Doing Bulk/Direct INSERT INTO with Dynamic Select Query in v5.9

Posts   
 
    
DaveH2022
User
Posts: 5
Joined: 15-Sep-2022
# Posted on: 12-Nov-2022 02:21:03   

Hi Frans/others,

I've resolved all MY issues upgrading LLBL v4.2 to 5.9. I'm down to this one special case that I've worked around, but am hoping for a more efficient solution.

We have one case where we let the user define filtering criteria to find records. We start an IRelationPredicateBucket with our internal "base criteria" and then dynamically add 0-N additional predicates based on the user's selections. (Which means it would not be practical to implement in a stored procedure.)

With LLBL v5.9 I can execute FetchDataReader with that IRelationPredicateBucket and an IEntityFields2 list of fields to fetch, and LLBL builds and executes the exact "select query" that I need -- in this case returning 2 columns for records that match the dynamic filtering criteria. For example, it starts with: exec sp_executesql N'SELECT @p2 AS [RuleId], [DB].[Schema].[Table].[Id] FROM ...
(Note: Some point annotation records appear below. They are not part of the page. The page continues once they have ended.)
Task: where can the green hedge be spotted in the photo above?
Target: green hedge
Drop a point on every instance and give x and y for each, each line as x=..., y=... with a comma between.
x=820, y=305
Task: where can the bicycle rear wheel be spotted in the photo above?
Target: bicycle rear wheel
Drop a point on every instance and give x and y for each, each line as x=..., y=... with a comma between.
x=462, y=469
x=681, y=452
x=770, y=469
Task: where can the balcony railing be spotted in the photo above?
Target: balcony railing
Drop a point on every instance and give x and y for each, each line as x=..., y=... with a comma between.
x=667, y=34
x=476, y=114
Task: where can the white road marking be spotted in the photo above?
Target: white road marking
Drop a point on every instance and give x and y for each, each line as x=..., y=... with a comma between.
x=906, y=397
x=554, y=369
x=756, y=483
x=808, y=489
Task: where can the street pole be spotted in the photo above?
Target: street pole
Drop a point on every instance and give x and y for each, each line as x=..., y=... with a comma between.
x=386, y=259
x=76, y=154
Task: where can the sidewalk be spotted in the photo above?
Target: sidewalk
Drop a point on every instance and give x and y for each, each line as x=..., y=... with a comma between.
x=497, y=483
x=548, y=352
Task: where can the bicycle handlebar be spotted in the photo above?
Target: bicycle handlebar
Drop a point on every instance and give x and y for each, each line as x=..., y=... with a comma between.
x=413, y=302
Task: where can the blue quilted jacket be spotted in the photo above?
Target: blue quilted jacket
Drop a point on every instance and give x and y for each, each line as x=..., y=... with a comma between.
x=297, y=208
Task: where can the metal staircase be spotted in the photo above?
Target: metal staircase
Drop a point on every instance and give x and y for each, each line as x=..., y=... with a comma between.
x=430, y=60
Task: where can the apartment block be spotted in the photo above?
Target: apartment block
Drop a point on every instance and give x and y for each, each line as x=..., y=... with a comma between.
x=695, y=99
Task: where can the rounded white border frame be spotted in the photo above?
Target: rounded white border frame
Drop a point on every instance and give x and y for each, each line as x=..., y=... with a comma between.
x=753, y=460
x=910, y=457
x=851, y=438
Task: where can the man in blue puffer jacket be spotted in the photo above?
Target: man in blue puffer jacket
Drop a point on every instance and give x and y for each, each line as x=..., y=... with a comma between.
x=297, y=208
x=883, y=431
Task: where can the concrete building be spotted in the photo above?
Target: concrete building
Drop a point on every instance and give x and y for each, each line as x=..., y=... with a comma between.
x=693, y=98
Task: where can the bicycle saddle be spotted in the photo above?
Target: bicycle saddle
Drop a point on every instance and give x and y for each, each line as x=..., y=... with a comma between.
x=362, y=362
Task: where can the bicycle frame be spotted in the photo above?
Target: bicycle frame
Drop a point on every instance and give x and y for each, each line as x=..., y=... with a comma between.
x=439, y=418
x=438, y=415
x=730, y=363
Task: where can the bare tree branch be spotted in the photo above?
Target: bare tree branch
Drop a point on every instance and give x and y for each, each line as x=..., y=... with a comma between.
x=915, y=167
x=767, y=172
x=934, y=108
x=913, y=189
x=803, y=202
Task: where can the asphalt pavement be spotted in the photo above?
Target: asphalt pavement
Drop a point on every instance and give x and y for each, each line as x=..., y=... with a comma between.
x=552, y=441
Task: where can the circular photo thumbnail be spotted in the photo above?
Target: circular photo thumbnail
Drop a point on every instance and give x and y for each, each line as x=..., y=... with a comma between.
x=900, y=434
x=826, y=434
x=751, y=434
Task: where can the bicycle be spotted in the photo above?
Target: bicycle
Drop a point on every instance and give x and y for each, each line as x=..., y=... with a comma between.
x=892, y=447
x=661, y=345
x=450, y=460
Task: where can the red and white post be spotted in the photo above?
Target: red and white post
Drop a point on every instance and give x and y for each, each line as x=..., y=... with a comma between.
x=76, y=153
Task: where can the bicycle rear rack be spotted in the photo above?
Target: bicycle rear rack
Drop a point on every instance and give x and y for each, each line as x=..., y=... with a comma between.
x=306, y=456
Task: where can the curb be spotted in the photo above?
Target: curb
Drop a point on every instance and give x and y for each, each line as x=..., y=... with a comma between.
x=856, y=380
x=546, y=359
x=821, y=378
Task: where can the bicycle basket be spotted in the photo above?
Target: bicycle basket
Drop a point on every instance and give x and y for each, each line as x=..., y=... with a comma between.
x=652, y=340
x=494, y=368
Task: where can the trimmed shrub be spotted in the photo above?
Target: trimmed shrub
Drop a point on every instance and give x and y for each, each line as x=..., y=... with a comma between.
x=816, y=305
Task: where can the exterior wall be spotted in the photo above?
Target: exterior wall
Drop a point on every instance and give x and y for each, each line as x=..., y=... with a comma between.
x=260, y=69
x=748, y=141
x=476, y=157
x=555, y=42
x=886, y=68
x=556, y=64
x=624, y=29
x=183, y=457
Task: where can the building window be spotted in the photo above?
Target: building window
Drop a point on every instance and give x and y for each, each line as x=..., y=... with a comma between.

Which is to say my IRelationPredicateBucket and my IEntityFields2 variables are still getting populated just as they were under v4.2, and v5.9 is able to use those in FetchDataReader to build (and execute) the "select query."

The challenge: The "select" query might return 100,000 or more rows, which are the values that need to be directly inserted into a many-to-many join table. In v4.2 we implemented an example that used GetFieldPersistenceInfos and CreateQueryFromElements to get LLBL to "build the select statement" which we would then prepend with insert into [DB].[Schema].[Table] (ColumnName1, ColumnName2) and then ExecuteActionQuery so that we'd deliver a single "insert into X select from Y" query to SQL Server, which "instantly" inserts 100,000 records into a table.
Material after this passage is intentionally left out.